Scott McGregor

Personal information
- Born: 5 February 1976 (age 50) Newcastle, New South Wales
- Listed height: 6 ft 7+1⁄2 in (2.02 m)
- Listed weight: 236 lb (107 kg)

Career information
- Playing career: 1996–2010
- Position: Forward

Career history
- 1996–1997: Newcastle Falcons
- 1998–2000: Sydney Kings
- 2000–2007: West Sydney Razorbacks
- 2004: Hawke's Bay Hawks
- 2005: Otago Nuggets
- 2007–2009: Gold Coast Blaze
- 2009–2010: Maitland Mustangs

Career highlights
- NBL Rookie of the Year (1996);

= Scott McGregor (basketball) =

Australian basketball player

Scott McGregor (born 5 February 1976) is an Australian former professional basketball player.

Born in Newcastle, New South Wales, McGregor attended the Australian Institute of Sport from 1994 to 1995.

He began his NBL career with the Newcastle Falcons, where he won the NBL Rookie of the Year award. In 1997, McGregor played in the Australian Under 22's team that won a gold medal in the FIBA World Championships in Melbourne. McGregor was one of many future NBL stars, including Chris Anstey, Sam Mackinnon and Frank Drmic, to suit up in the team. After the 1997 NBL season, McGregor moved to the Sydney Kings where he would play until 2000, making the switch to Sydney's cross-town rivals. On 5 April 2007, McGregor left the struggling Razorbacks to become the first player signed by the Gold Coast Blaze.

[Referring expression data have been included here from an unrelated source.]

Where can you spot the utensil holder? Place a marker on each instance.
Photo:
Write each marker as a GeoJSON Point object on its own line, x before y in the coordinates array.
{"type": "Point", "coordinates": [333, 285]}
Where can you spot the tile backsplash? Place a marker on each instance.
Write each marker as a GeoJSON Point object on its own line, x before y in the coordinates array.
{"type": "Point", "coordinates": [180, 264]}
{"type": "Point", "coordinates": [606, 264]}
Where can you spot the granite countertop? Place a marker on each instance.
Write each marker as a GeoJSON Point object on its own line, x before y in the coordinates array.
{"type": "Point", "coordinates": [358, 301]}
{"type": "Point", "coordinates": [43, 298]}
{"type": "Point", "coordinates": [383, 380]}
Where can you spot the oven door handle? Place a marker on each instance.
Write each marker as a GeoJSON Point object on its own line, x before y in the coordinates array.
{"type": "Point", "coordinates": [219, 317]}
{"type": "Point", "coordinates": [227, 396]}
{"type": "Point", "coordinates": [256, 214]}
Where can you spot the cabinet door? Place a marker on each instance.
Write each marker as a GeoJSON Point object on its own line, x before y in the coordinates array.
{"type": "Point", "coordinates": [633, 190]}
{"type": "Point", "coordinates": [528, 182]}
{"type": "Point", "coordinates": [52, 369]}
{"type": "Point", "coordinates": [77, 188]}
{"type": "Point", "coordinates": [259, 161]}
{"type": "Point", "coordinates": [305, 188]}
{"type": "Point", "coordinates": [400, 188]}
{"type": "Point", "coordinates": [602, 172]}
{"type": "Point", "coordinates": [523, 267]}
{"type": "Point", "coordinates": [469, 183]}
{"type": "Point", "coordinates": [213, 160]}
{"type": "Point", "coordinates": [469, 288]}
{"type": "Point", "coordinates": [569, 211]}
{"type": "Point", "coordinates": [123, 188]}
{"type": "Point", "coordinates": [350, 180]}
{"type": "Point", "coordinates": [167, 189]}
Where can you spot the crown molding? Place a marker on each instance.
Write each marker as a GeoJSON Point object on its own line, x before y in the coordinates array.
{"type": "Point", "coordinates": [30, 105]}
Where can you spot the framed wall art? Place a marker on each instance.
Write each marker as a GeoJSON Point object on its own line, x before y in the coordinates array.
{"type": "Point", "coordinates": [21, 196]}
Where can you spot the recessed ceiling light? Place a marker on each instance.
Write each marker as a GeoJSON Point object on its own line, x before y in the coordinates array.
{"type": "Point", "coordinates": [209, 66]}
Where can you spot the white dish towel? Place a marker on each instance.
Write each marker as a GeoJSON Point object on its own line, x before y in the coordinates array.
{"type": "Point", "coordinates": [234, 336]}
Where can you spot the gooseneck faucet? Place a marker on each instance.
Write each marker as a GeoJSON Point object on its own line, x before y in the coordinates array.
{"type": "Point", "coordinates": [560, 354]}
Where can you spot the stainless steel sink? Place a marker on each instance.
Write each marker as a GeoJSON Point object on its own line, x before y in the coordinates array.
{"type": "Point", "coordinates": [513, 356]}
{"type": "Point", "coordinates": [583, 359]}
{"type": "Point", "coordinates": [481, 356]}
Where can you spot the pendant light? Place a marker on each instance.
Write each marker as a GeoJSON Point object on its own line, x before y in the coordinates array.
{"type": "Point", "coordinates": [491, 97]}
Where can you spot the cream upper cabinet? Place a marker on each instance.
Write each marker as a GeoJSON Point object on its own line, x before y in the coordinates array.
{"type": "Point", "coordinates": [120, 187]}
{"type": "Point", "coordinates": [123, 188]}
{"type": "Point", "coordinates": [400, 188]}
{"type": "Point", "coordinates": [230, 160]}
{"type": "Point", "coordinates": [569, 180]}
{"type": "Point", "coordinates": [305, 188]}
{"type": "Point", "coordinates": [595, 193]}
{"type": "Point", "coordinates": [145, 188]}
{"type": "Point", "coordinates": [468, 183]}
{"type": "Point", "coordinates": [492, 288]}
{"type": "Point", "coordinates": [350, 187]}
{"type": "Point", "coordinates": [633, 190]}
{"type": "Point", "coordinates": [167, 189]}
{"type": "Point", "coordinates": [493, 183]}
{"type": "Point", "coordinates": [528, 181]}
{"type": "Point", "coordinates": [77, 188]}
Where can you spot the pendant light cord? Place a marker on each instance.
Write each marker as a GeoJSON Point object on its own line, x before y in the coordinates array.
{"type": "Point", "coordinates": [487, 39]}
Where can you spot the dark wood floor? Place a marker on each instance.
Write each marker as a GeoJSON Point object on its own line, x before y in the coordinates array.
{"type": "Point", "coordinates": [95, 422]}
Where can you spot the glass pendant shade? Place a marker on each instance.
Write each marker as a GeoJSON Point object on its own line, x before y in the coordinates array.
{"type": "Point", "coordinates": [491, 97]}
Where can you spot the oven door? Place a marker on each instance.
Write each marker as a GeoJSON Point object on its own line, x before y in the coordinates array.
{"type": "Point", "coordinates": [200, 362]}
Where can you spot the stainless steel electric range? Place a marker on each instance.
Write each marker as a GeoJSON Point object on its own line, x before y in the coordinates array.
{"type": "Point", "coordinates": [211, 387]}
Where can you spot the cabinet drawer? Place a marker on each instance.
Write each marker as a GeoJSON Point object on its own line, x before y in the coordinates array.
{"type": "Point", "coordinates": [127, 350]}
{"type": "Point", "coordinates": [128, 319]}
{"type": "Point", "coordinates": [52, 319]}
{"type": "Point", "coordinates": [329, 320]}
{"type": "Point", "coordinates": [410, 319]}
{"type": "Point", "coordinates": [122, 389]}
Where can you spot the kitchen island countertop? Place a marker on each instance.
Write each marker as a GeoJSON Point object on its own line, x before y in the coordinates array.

Since leaving the NBL in 2009, he has played in the Waratah League and the Queensland Basketball League. He retired in 2010.

In 2026, McGregor served as an assistant coach for the Gold Coast Rollers men's team in the NBL1 North. At the 2026 NBL1 National Finals, the Rollers reached the championship game, where they defeated the Forestville Eagles 70–67 in overtime to win the NBL1 National championship.